When Samarin arrives in town, the Czechs are a total mess: “A hundred men with 945 toes between them, the balance lost to frostbite, and 980 fingers; 199 eyes; 198 feet; 196 hands; stomachs scored by microbes; one in ten syphilitic, one in ten consumptive, and most tasting the foul tang of scurvy.”
Matula knows the Red Army is on its way, but he’s focused on snorting cocaine, extorting a self-serving vision from a native shaman, and on finding an excuse to kill the sole Jew in the company, Lieutenant Josef Mutz. Mutz provides the novel’s moral centre: he’s an intelligent and compassionate man trying to deal with political and religious extremists, as well as the revolting memories of war. He is also in love with Anna Petrov-na, the town’s resident outsider. She’s an exile from European Russia, a passionate woman who takes photographs and smokes cigarettes; her presence in Yasyk disrupts, confuses and transforms, for better or worse, the lives of Mutz, Samarin and Balashov.

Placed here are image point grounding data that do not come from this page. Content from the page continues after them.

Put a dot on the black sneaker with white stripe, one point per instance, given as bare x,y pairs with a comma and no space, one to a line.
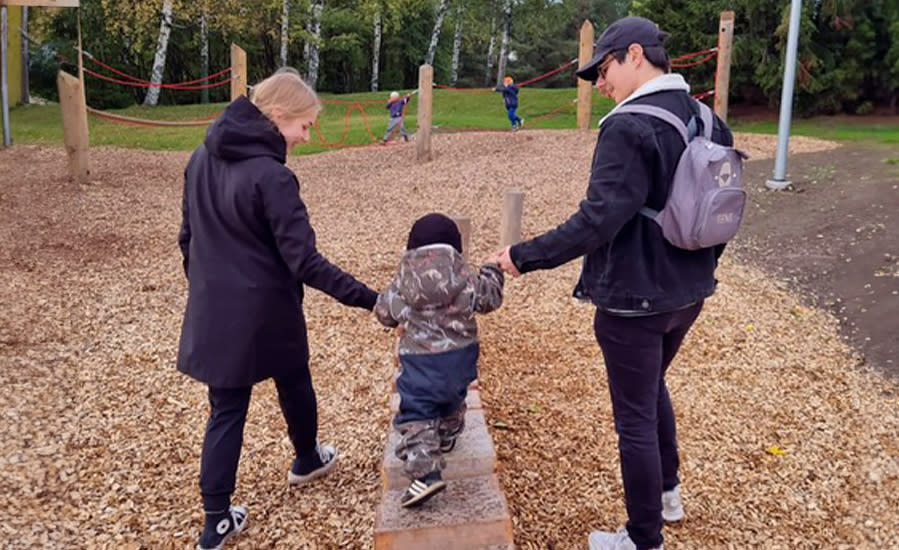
222,526
305,469
422,489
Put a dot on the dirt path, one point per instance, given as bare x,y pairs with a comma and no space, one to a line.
785,442
834,236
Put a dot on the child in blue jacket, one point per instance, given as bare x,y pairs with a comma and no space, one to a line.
510,96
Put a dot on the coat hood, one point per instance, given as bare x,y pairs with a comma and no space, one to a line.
243,132
432,276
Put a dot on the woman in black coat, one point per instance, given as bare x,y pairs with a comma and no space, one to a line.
248,249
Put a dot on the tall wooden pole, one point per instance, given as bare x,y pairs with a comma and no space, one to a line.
584,87
510,227
464,225
722,73
74,124
238,72
425,99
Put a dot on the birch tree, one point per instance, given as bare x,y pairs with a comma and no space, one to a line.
490,51
435,34
457,43
504,44
162,46
376,51
204,48
311,48
285,26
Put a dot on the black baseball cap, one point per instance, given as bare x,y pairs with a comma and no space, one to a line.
618,36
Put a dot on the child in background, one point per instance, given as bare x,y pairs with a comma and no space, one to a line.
510,96
396,106
434,298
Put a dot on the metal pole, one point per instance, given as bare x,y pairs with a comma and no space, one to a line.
4,83
786,100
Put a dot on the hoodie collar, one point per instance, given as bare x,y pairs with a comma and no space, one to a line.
663,83
243,132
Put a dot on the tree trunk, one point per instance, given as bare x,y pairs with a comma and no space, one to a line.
376,53
315,30
162,46
457,45
435,34
26,92
204,49
504,45
285,25
490,52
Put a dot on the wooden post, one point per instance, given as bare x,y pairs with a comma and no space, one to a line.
425,99
722,72
74,125
26,51
510,228
464,225
4,82
238,72
584,87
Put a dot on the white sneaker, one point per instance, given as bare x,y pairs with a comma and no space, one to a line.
603,540
672,505
327,458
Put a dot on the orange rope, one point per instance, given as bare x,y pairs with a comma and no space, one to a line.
134,121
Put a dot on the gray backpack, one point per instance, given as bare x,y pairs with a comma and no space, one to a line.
706,200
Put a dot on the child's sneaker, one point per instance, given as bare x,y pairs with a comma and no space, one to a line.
422,489
221,527
603,540
672,505
320,463
447,444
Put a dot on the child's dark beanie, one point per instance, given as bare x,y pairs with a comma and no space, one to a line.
434,229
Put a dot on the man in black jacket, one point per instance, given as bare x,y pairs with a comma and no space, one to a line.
249,249
647,292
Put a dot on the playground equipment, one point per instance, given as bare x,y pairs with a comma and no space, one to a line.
236,77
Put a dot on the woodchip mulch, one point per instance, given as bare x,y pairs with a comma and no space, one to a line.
786,442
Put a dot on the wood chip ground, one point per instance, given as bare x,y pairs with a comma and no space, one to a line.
785,442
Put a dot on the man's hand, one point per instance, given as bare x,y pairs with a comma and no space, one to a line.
504,260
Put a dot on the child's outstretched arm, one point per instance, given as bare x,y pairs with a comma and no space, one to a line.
489,289
390,305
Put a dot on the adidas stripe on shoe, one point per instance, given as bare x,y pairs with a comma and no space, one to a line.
323,462
422,489
672,505
219,530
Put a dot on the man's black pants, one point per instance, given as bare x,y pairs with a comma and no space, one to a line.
224,432
637,352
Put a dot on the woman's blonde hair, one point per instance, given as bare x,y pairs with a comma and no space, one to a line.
285,94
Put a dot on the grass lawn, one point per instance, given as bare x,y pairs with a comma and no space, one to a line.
350,124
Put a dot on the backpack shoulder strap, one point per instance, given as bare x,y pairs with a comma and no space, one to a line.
660,113
708,119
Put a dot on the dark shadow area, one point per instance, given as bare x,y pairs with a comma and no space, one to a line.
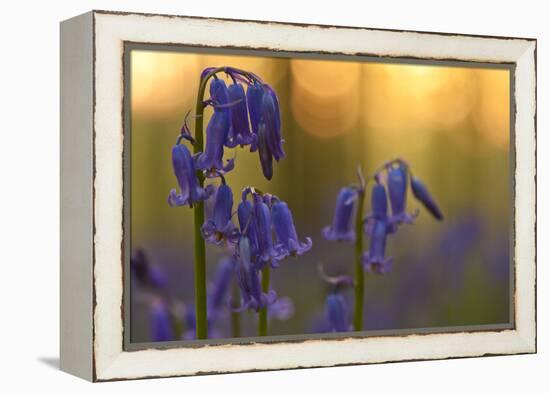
52,362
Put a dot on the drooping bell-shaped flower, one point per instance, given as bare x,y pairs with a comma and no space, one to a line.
219,228
184,169
374,260
220,287
337,313
160,322
248,279
254,95
397,189
239,132
216,134
421,193
266,158
379,202
283,224
219,96
266,250
247,224
271,118
342,222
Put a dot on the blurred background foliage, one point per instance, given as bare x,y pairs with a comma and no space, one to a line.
450,123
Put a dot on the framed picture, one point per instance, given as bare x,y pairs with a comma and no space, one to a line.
244,195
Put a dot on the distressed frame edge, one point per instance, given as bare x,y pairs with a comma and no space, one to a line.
76,196
526,338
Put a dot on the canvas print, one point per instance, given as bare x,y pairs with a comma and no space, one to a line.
293,197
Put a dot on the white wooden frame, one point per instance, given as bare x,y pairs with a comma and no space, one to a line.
92,142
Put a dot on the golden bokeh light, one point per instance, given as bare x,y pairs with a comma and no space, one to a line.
492,116
163,83
271,70
325,96
412,97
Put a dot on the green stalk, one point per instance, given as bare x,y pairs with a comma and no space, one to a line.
200,248
359,273
262,315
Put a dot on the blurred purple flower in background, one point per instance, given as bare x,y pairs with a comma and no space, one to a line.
161,324
287,239
145,273
422,194
337,314
342,223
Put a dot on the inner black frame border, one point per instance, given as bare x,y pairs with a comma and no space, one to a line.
129,46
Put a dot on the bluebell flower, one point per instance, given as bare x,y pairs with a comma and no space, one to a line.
254,95
220,287
247,224
272,119
145,273
266,158
160,322
283,224
190,190
248,279
239,132
342,222
421,193
397,189
379,202
266,250
219,228
216,134
337,313
219,96
374,260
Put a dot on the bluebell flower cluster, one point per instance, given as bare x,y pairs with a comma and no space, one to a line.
263,218
391,183
245,114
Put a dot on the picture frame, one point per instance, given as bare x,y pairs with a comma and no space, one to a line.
94,252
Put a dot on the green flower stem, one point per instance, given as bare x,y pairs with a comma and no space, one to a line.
200,248
359,273
262,315
235,316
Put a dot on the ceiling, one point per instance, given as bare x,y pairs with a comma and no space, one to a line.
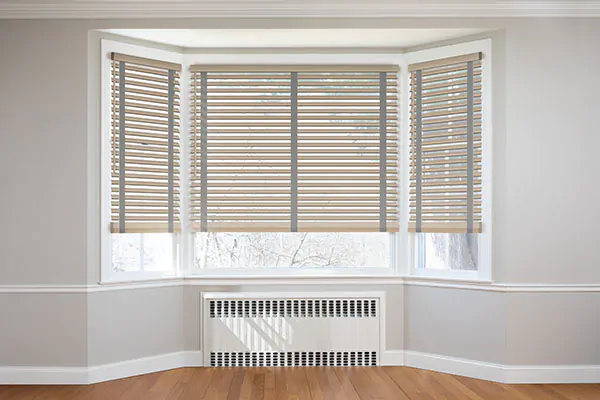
294,38
296,8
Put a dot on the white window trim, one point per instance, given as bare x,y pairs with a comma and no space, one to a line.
402,249
484,244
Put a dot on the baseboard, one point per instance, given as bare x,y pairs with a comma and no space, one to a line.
99,373
451,365
455,366
501,372
43,375
146,365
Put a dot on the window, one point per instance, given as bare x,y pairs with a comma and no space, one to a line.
293,166
270,167
446,203
230,250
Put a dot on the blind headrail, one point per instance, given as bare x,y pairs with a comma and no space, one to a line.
145,61
446,61
294,68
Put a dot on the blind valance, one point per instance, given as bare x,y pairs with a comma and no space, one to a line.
294,148
445,145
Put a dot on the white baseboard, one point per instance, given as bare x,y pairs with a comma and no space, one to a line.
455,366
451,365
494,372
98,373
43,375
146,365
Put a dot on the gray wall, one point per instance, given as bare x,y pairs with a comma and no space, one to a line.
466,324
545,204
43,329
130,324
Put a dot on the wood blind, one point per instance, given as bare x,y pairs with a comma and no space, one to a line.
294,148
445,145
145,145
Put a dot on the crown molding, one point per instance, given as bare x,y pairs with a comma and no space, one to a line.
94,9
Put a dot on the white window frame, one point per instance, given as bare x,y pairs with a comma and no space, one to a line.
484,242
402,259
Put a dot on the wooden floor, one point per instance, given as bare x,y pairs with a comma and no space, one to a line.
394,383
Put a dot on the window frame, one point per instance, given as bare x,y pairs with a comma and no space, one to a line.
484,244
403,245
184,267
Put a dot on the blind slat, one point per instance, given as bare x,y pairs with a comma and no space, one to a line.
141,179
446,97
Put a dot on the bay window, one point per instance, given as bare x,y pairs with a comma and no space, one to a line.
266,167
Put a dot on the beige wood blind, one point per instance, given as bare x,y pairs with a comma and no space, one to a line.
294,148
445,145
145,145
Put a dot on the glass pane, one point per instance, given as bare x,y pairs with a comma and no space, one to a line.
452,251
142,252
290,250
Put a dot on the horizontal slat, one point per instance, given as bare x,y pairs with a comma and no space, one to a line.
450,203
450,81
304,226
438,190
433,197
453,71
149,121
145,61
143,204
446,111
438,183
445,62
142,83
144,227
293,68
130,104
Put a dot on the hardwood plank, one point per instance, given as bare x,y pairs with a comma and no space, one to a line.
269,389
198,385
346,389
291,383
235,389
311,383
402,378
220,384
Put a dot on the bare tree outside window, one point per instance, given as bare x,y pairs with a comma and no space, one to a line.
290,250
452,251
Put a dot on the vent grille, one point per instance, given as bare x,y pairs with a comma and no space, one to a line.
296,308
294,359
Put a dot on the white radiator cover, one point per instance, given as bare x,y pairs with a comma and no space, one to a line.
292,329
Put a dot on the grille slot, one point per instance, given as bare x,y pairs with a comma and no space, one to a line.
296,308
294,359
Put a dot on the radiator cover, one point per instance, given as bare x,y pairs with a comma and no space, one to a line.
295,329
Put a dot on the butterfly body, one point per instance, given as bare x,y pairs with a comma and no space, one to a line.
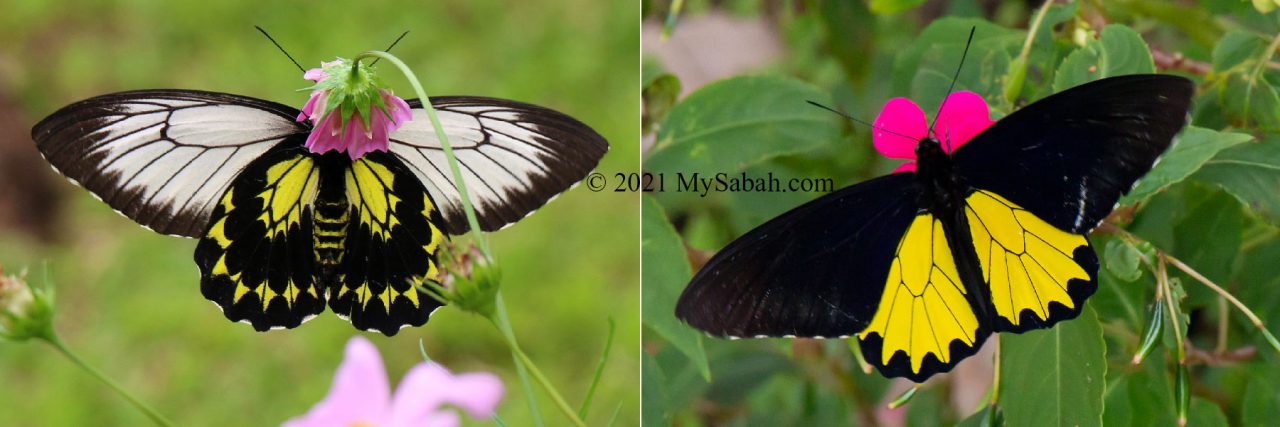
986,235
287,233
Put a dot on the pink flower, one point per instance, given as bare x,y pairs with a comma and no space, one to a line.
963,116
350,110
361,394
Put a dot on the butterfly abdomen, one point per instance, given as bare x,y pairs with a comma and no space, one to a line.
329,230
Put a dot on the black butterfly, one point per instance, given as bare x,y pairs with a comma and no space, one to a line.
283,230
923,266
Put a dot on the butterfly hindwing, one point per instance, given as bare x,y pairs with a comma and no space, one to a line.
1037,274
256,258
813,271
513,156
392,242
161,157
924,322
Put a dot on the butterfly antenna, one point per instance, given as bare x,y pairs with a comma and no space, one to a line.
954,78
856,120
389,47
280,47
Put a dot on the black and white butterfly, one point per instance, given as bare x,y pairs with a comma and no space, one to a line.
286,232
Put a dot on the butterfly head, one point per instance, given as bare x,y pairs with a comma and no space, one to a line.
903,132
351,109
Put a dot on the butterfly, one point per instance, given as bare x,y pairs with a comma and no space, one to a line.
284,232
920,266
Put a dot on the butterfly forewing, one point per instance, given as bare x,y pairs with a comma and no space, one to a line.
1070,156
161,157
813,271
256,258
513,156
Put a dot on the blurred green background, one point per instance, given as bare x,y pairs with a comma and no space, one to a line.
129,299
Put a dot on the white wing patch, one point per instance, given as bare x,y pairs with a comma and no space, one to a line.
513,156
161,157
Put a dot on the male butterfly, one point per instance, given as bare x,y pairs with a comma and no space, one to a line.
922,266
286,232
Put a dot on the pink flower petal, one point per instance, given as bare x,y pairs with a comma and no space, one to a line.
429,385
315,74
963,116
904,119
310,108
905,168
360,390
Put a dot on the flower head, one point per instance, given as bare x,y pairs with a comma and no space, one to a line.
361,394
964,116
26,312
351,110
471,283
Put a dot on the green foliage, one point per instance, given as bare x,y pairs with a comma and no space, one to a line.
1212,202
1054,376
667,271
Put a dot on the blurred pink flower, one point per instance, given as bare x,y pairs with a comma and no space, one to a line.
964,116
361,394
339,108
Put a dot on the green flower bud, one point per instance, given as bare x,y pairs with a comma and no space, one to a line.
26,312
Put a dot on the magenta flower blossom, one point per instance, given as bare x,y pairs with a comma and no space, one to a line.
964,116
361,394
351,110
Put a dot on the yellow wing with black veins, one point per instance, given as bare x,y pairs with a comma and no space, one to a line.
393,237
924,322
256,256
1037,274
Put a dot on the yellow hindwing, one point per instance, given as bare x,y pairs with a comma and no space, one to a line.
923,308
1025,261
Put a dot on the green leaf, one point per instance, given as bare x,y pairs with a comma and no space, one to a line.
947,36
887,7
1118,51
1206,413
1208,239
1261,405
1123,260
666,275
658,96
1251,173
656,408
1192,148
1056,375
1237,50
735,123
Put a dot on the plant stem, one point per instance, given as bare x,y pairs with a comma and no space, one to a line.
503,324
142,407
1257,322
444,143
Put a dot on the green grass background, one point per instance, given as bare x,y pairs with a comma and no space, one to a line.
128,299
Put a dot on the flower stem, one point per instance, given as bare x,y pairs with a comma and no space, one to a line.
503,324
151,413
444,143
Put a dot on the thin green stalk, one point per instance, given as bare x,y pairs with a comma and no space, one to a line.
151,413
599,371
444,143
503,324
1162,281
1257,322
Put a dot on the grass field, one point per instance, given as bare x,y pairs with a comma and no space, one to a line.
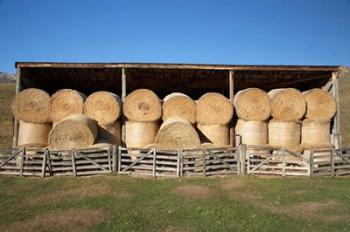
115,203
118,203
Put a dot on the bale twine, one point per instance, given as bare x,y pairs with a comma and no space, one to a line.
142,105
177,133
287,104
214,108
110,133
284,134
252,132
140,134
315,132
74,131
66,102
320,104
179,105
34,135
216,134
103,106
252,104
32,105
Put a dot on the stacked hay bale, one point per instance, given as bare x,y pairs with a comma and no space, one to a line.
105,108
32,108
316,127
287,109
74,131
253,109
142,108
214,112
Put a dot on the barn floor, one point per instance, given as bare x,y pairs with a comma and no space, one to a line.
121,203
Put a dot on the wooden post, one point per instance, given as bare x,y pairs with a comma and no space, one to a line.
109,159
242,158
332,162
16,122
72,152
311,163
154,162
123,98
231,94
204,162
336,126
22,161
114,157
43,168
119,159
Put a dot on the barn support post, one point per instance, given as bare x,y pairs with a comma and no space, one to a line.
123,98
231,94
242,158
15,121
114,157
336,126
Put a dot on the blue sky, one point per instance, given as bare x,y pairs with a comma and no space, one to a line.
312,32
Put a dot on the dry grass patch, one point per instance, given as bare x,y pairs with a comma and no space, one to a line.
75,193
193,192
71,220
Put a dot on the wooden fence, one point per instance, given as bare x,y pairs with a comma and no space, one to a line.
175,163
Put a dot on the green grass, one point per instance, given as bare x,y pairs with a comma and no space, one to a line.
116,203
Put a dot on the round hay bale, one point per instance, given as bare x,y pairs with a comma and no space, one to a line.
315,132
179,105
287,104
32,105
109,133
103,106
34,135
177,133
214,108
66,102
284,134
216,134
320,104
252,132
142,105
140,134
252,104
74,131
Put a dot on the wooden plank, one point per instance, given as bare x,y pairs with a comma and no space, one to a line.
179,66
44,164
22,161
73,162
16,121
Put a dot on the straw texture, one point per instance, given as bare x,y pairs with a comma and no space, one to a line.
215,134
140,134
32,105
142,105
33,134
287,104
214,108
74,131
179,105
315,132
284,134
320,104
252,104
177,133
103,106
66,102
252,132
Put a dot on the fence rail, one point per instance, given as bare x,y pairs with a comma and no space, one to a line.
175,163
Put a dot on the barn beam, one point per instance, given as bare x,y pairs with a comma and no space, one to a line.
231,94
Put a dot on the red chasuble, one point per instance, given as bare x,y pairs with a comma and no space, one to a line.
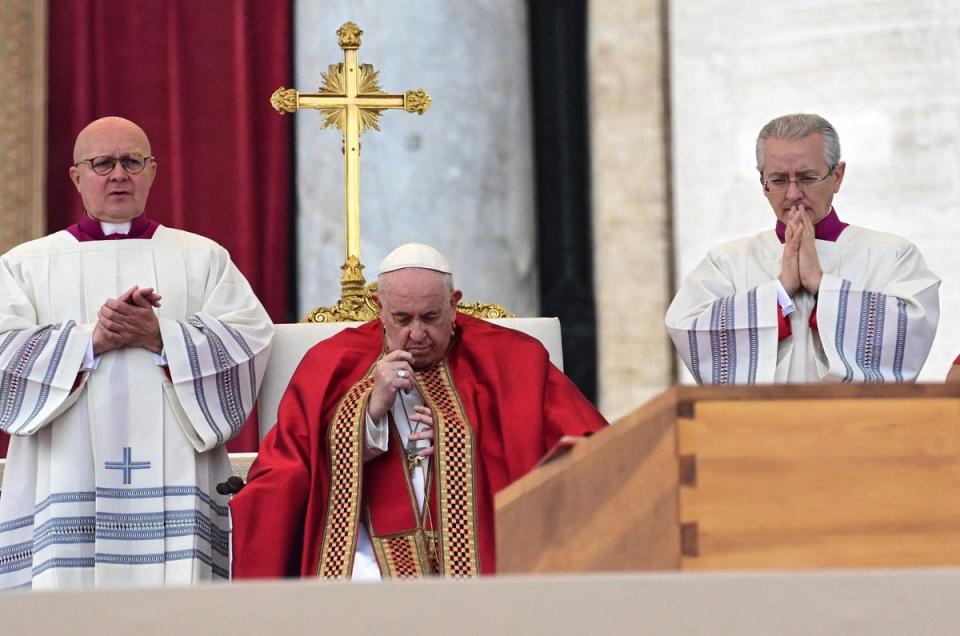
498,406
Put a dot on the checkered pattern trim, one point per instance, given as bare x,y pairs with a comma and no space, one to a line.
459,552
345,457
400,556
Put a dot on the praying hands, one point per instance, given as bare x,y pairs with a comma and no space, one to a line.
128,321
801,267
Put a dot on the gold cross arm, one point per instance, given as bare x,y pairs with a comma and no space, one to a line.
350,99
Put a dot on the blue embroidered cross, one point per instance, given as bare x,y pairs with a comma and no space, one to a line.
127,466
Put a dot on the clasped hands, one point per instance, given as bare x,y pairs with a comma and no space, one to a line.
801,267
395,373
128,321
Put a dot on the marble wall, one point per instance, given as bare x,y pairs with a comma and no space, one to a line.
630,201
460,177
886,73
23,45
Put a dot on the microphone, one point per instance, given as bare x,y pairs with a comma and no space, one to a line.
232,486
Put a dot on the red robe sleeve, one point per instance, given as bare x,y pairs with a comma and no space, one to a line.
268,513
566,410
784,330
278,516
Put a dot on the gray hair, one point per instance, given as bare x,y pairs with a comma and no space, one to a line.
798,126
447,282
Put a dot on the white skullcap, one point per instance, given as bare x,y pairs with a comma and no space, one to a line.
414,255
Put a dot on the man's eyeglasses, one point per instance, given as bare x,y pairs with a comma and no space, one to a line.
132,163
780,184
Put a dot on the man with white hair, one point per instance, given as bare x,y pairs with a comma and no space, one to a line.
393,438
814,299
119,407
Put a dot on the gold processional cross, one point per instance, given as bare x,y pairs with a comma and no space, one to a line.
350,99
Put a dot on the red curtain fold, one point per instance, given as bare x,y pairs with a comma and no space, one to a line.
197,76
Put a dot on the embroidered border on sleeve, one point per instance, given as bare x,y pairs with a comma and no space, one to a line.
345,458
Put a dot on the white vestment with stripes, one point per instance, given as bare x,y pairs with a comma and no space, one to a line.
876,313
113,482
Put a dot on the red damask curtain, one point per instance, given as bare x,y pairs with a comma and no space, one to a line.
197,76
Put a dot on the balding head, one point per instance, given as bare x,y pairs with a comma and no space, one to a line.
418,308
119,196
108,127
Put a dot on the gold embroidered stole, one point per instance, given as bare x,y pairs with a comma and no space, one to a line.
450,548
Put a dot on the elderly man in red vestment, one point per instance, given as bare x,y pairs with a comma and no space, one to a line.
393,438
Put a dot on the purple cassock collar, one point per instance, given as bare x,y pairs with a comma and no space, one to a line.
89,229
828,229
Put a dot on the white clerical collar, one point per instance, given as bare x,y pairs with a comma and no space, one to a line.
115,228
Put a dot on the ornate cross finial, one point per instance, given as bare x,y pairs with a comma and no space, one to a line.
351,99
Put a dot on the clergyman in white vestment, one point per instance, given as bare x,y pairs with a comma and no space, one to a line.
126,366
813,300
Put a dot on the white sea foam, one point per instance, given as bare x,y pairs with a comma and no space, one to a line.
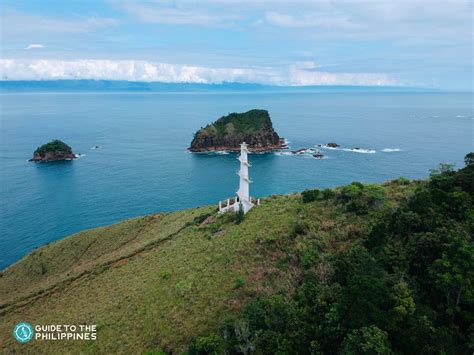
391,150
326,147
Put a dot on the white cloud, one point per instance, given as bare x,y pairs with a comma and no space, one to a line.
136,70
172,16
34,46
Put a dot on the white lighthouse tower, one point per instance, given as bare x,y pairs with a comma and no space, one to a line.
242,200
243,192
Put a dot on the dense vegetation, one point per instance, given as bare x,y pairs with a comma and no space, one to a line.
358,269
254,127
54,146
406,286
250,121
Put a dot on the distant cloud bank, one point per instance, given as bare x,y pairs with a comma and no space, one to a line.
298,74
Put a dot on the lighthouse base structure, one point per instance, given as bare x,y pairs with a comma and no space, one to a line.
234,205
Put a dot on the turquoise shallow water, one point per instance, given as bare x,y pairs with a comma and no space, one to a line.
143,166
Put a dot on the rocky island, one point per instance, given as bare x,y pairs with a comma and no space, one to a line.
227,133
53,151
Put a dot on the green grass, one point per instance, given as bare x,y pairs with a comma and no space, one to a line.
158,281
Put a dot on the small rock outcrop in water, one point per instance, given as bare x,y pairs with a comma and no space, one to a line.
53,151
228,132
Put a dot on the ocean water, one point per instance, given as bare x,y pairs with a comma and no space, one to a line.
142,166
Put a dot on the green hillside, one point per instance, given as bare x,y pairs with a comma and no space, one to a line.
358,269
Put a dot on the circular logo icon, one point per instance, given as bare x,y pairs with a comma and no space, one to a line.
23,332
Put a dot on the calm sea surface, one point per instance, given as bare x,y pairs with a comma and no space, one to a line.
143,166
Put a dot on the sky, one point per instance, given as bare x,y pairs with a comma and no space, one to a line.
423,43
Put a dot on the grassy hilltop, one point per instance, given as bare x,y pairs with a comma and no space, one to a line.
358,269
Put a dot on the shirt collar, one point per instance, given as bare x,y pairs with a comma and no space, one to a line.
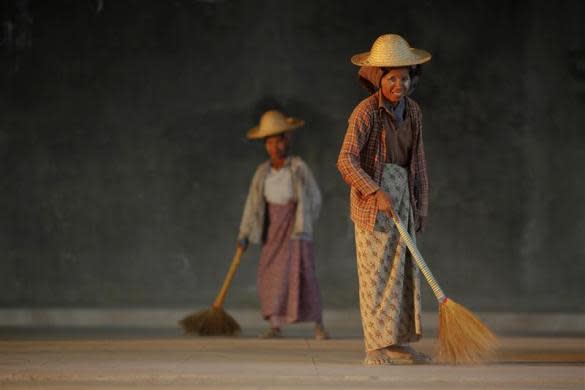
397,112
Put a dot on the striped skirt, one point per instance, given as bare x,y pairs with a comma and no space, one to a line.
286,280
389,283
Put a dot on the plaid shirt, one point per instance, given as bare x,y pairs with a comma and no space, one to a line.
363,155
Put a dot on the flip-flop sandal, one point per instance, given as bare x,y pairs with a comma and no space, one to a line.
271,334
382,359
417,357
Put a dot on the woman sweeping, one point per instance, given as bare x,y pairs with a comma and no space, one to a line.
382,158
282,205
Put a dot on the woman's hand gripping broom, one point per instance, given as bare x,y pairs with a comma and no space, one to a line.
463,338
215,321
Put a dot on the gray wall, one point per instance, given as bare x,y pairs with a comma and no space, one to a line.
125,167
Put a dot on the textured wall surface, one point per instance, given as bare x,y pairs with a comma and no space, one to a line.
124,165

Throughout the novel we gain more insight into these four principals and their secrets, their self-deceptions, the way they’re blinded by passions for a person or a cause. Samarin warns us that the Mohican “draws us one stroke after the other, but the strokes can be anywhere on the paper. When you watch, the strokes look disjointed and meaningless, but in his mind he sees the whole picture, complete.” You need to keep reading to discover the whole picture in The People’s Act of Love, because the way the novel unfolds surprises and manipulates us, just as the town is manipulated by Samarin. Meek rewards us with characters we care about, and characters we fear, with language that feels crisp and fresh as new snow, in a novel that explores big ideas – sex and death, humanity and evil, guilt and redemption – without ever taking its eye off the story.
THE PEOPLE’S ACT OF LOVE, by James Meek (Canongate, $35).